New Initial Model Generator
The new initial model generator was only added to e2projectmanager in Feb 2022, so if you have an older version, you may need to run it from the command-line. If it isn't available from the command-line either, you will need to use the older tool below.
Subtomogram Averaging -> New initial model generator
particles = Browse for sets/initribo.lst (or whatever you called your set)
res = 50 This is a low resolution initial model. No reason to push it.
niter = 10 You may make this up to 100, and simply kill the job when the model seems good enough. 10 is fine for this tutorial, and often you can even stop after ~5
shrink = 2 For speed during live tutorials
parallel = thread:4 Replace this with the correct number of threads for your machine as above. If you have limited disk space on /tmp, you can also specify a temporary folder: thread:4:/home/username/tmp
Launch
If you do not see New initial model generator in e2projectmanager, you can run it from the command line, replacing appropriate options:
e2spt_sgd_new.py sets/initribo.lst --res 50 --niter 10 --shrink 2 --parallel thread:4
The second program will produce output like:
Gathering metadata... 69/69 iter 0, class 0: 17 jobs on 4 CPUs iter 1, class 0: 17 jobs on 4 CPUs iter 2, class 0: 17 jobs on 4 CPUs
Once it gets past 3-4 iterations, you can use the browser to look in sptsgd_00, and double-click on output_cls0.hdf. This file will change after each iteration completes. It contains the results of the most recent iteration. When you are satisfied with the quality of the initial model, you can kill it with the task manager in e2projectmanager.
For your own data:
If your particle has known symmetry, specify that EMAN2/Symmetry
setting shrink to something in the range of 2-4 will make the runtime faster but, depending on the shape, could potentially cause problems.

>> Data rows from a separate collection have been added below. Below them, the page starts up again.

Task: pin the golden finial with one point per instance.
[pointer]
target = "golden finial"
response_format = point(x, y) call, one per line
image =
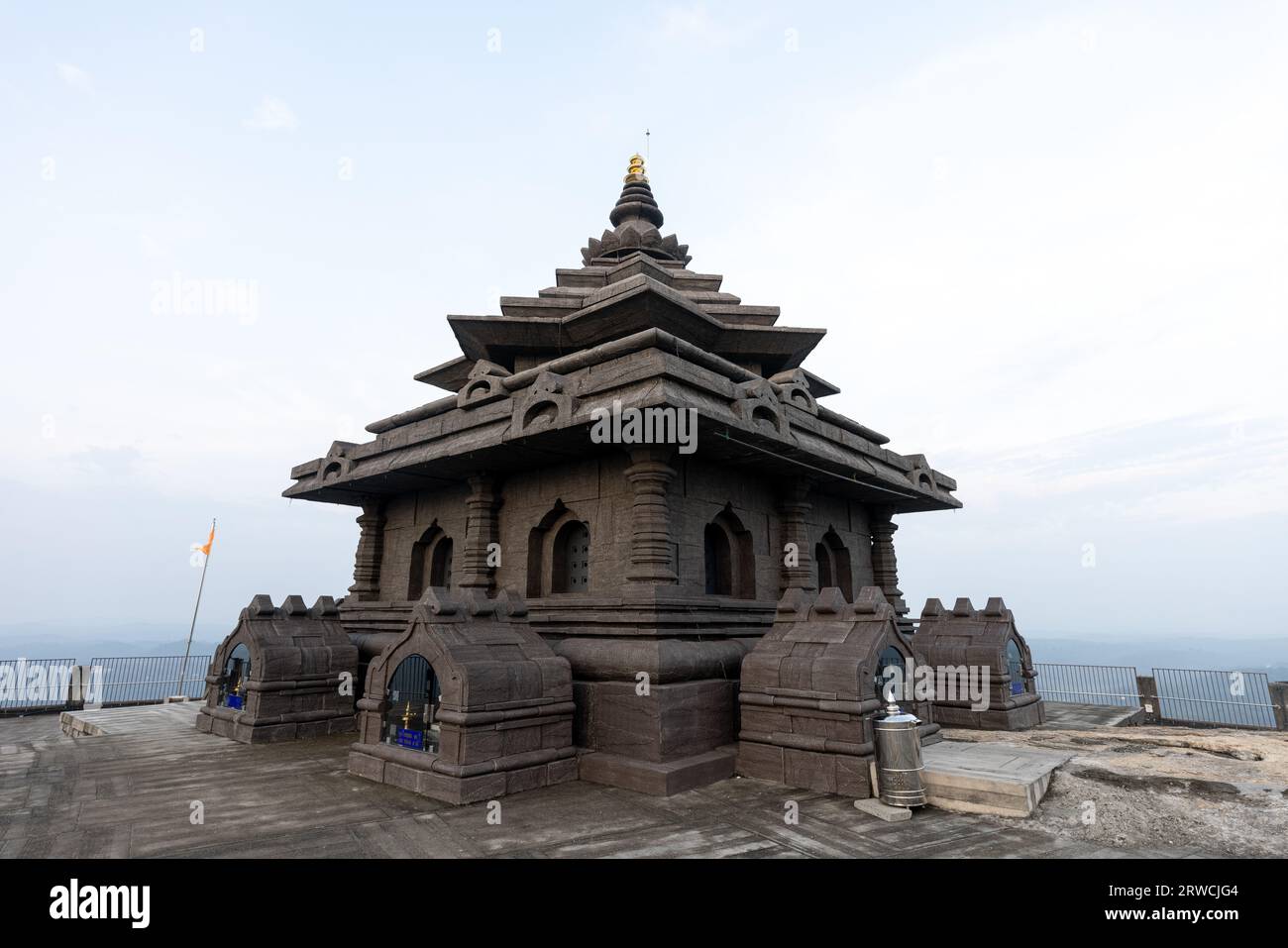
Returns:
point(635, 172)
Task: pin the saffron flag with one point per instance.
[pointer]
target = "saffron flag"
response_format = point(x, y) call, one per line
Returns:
point(210, 541)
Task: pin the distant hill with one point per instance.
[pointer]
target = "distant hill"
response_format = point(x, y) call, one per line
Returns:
point(1269, 655)
point(35, 640)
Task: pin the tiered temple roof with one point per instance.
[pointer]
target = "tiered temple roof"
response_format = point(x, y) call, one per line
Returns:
point(632, 324)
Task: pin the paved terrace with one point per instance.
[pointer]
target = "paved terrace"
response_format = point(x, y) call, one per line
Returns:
point(128, 792)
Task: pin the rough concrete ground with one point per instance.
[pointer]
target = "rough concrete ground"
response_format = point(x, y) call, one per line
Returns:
point(129, 793)
point(1223, 791)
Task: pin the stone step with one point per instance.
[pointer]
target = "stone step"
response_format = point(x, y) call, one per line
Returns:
point(988, 777)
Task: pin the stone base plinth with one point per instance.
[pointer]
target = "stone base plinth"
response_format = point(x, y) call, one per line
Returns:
point(415, 772)
point(228, 723)
point(658, 779)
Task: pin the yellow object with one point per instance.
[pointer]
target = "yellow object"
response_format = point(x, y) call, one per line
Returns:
point(635, 172)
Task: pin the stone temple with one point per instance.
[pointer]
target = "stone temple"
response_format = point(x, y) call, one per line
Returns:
point(630, 546)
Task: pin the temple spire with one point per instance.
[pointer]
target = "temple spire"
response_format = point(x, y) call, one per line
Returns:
point(635, 219)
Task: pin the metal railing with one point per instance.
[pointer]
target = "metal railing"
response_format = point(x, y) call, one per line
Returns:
point(150, 679)
point(1231, 698)
point(1113, 685)
point(35, 685)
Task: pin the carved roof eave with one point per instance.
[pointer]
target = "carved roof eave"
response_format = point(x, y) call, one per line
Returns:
point(636, 304)
point(450, 443)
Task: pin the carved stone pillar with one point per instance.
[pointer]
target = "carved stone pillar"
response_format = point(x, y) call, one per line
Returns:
point(481, 530)
point(885, 567)
point(372, 550)
point(793, 507)
point(651, 474)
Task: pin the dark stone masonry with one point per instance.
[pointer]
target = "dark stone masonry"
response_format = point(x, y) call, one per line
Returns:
point(630, 500)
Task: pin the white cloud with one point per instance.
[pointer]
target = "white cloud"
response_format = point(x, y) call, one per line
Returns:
point(271, 115)
point(76, 78)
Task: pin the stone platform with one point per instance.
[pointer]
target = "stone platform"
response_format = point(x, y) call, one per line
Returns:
point(996, 779)
point(129, 791)
point(1069, 716)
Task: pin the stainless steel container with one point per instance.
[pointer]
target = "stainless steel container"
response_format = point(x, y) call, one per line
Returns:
point(900, 759)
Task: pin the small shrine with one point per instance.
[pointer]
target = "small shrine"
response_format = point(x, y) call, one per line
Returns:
point(284, 673)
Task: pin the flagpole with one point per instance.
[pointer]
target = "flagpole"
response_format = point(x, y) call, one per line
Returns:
point(187, 649)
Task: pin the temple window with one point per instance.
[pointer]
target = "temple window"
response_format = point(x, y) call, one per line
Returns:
point(411, 720)
point(559, 553)
point(232, 687)
point(824, 566)
point(717, 561)
point(833, 565)
point(430, 563)
point(1016, 668)
point(890, 665)
point(728, 558)
point(571, 562)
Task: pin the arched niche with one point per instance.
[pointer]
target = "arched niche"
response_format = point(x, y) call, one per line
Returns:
point(559, 554)
point(413, 695)
point(232, 683)
point(430, 562)
point(833, 565)
point(467, 703)
point(729, 562)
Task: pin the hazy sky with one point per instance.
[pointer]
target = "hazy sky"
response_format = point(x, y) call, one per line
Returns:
point(1047, 241)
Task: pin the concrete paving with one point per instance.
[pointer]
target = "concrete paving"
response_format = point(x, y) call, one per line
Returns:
point(1068, 716)
point(136, 790)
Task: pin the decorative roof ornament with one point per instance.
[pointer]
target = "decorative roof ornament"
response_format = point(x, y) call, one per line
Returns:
point(635, 219)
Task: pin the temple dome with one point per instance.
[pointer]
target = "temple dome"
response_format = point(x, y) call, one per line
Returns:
point(635, 219)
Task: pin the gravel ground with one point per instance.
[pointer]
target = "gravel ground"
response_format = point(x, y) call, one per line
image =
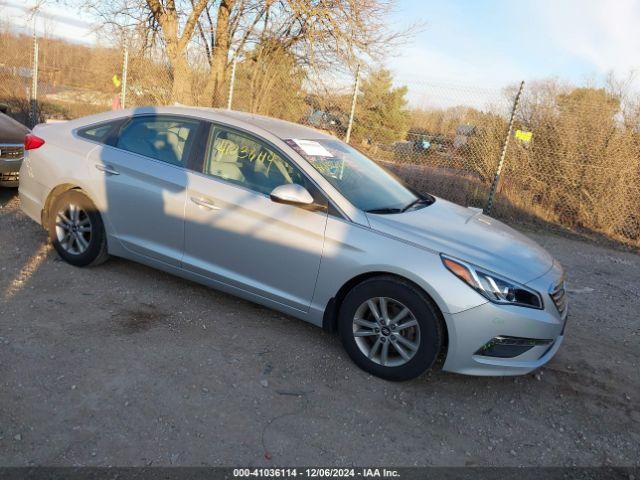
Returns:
point(125, 365)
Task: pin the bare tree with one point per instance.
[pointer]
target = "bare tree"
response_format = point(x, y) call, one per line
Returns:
point(320, 34)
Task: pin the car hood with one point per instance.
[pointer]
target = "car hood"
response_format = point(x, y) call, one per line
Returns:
point(469, 235)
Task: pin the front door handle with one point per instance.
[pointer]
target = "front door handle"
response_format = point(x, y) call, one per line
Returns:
point(106, 169)
point(204, 203)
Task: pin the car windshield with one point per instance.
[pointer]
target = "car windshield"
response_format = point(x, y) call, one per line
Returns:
point(359, 179)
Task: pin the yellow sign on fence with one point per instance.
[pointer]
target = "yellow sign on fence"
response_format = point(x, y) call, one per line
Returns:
point(524, 136)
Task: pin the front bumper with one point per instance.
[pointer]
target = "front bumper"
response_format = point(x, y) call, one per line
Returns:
point(471, 329)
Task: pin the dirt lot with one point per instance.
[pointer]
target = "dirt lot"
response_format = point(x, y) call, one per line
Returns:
point(124, 365)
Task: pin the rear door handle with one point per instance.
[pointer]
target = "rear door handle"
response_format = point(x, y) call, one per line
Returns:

- using more than the minimal 30-50 particles is fine. If you have a very large set of selected particles, go ahead and use them all. This will not slow the process down at all, since it's stochastic.
it is critical that the full sampling box size of the extracted particles divided by shrink be divisible by 2. If not, the program will crash.

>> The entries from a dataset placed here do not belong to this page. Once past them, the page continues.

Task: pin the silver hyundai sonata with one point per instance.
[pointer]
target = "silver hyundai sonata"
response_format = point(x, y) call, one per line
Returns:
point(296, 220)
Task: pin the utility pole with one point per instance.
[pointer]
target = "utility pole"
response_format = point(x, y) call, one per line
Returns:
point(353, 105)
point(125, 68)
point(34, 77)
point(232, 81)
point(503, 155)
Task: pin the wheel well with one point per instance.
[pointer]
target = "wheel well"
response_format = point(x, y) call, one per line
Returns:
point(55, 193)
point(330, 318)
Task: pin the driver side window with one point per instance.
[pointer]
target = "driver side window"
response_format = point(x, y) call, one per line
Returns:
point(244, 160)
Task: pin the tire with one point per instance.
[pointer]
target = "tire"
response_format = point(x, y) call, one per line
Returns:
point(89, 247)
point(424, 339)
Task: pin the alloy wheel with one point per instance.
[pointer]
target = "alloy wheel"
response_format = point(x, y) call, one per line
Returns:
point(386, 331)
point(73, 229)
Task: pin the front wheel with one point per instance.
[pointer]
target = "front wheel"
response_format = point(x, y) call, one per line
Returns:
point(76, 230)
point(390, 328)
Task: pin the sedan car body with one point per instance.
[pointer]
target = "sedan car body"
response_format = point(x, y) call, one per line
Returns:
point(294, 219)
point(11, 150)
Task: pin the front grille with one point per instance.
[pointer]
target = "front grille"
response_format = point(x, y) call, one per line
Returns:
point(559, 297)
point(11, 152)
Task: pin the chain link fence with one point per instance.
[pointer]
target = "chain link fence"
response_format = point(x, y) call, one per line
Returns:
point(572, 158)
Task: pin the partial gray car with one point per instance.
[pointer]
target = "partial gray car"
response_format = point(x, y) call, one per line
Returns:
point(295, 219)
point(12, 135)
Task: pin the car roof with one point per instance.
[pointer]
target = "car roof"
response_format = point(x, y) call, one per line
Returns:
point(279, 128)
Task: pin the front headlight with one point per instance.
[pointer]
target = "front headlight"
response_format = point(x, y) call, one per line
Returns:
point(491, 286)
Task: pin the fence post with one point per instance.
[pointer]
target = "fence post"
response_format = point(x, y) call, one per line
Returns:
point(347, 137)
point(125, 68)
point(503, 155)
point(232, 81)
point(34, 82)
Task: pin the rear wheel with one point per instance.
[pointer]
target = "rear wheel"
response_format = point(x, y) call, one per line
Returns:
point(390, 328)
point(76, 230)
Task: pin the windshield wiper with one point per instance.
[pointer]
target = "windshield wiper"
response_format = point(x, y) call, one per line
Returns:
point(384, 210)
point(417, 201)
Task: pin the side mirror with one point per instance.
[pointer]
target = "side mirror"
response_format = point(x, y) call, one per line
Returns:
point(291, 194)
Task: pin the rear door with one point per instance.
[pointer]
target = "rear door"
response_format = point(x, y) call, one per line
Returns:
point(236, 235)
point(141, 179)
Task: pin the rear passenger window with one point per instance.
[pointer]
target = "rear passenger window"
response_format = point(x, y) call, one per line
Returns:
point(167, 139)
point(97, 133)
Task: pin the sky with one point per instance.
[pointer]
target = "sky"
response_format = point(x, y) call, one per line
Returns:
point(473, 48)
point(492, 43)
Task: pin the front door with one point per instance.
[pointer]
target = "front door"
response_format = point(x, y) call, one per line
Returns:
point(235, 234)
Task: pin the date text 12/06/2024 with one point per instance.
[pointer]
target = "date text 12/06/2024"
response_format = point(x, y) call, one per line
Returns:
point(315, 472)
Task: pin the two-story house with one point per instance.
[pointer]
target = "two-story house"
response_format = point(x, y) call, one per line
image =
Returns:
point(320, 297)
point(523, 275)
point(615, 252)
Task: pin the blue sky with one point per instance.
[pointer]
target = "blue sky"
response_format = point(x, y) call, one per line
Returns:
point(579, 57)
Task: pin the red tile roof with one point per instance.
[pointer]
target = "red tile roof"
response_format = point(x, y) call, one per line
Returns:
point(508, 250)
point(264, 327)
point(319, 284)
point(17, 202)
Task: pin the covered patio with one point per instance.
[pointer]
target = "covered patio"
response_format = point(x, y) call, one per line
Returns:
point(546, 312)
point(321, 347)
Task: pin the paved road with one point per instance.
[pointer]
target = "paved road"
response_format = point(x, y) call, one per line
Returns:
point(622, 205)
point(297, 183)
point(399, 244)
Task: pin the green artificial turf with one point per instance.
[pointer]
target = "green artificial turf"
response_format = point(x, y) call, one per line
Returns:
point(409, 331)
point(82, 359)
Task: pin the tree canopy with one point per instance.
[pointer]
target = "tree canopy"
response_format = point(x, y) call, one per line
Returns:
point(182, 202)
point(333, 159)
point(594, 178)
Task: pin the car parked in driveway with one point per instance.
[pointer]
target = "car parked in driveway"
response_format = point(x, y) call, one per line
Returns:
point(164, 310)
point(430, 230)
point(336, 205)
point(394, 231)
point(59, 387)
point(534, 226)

Old Initial Model Generator
This section is the older program, which is still functional, and is integrated into the project manager
For the tutorial tilt-series:
Subtomogram Averaging -> Generate Initial Model
particles should be set to the sets/initribo.lst file you just created (or whatever name you used).
set shrink to 2, 3 or 4
- 2 will run slowly but will produce a more detailed initial model (not really necessary)
increasing batchsize will use more cores (if you have more than 12), and may cause it to converge to the correct answer in fewer iterations, but each iteration will not become faster.
The default niter of 5 is typically much more than is required
- Launch
You can terminate the job as soon as sptsgd_00/output.hdf looks reasonable. If you display the progress monitor (4th icon on the right side of the project manager), you can easily kill the job when you're happy. Usually this will take about 10 minutes for the tutorial data.
For your own data:
If your particle has known symmetry, specify that EMAN2/Symmetry
The symmetry you specify will not be imposed on the map unless you also check applysym, but the map will be rotationally aligned so the symmetry axes are in the correct direction, which will make it easier to apply symmetry in later steps. We do not generally recommend checking this box in this step.
setting shrink to something in the range of 2-4 will make the runtime faster but, depending on the shape, could potentially cause problems.
- using more than the minimal 30-50 particles is fine. If you have a very large set of selected particles, go ahead and use them all. This will not slow the process down at all, since it's stochastic.
it is critical that the full sampling box size of the extracted particles divided by shrink be divisible by 2. If not, the program will crash.
Template matching (5 min)
In this step, we will use the initial model you just produced as a template for finding all of the ribosomes in all 3 tomograms. If you completed the Tomogram Annotation step above, and have already extracted a full set of 1000+ particles, then you can skip this step, as we already have all of the particles. Note that here, and everywhere else in the tomography pipeline, reconstructed particles have positive contrast (look white in projection) and tomograms/tilt series have negative contrast (look dark in projection). If you wish to use a reference volume from the PDB or somesuch, then it should have positive contrast as is normal in the single particle CryoEM field.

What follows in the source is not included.